Pap smears and mammograms: what's the story?

If you've been watching the news, you may have seen some historic changes in recommendations about cancer prevention. There have been news releases regarding a change in the recommendations for mammogram screening by the US Preventive Services Task Force (USPSTF). Women in the 40-50 year old age group are now only encouraged to have regular mammograms if they are at increased risk of breast cancer, due to the fact that this test often finds non-existent of unimportant abnormalities in this age group that, on the whole, makes them less, not more, healthy. This will save women thousands of dollars and countless hours of time and energy at a time in their lives when that time and energy is a real gift.

Today I read that the American College of Obstetrics and Gynecology now recommends starting pap smear screening at 21 for most people, and reducing the frequency in that first decade to every 2 years. I have studied evidence based recommendations for pap smears for years, and the formula that makes sense is somewhat more complex than this, but in most cases our standard yearly pap smears are not necessary.
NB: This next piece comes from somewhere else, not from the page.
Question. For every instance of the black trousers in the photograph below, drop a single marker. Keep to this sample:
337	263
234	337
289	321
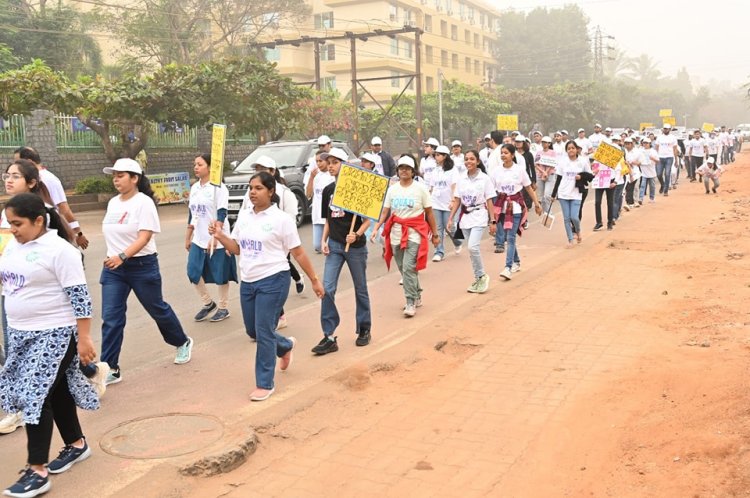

This is based on the fact that some of the treatments for abnormal pap smears can make a women less healthy, less fertile, and that the whole process is expensive enough that honing it down to what is truly necessary makes excellent sense.

Cost is certainly not the only issue here, but diversion of significant money from womens' health funding in directions where it does no good hurts all of us. Google tells me that a mammogram costs around $100, and may cost as much as $200, and a pap smear runs about the same price. The cost of these tests in terms of comfort and dignity is not insignificant.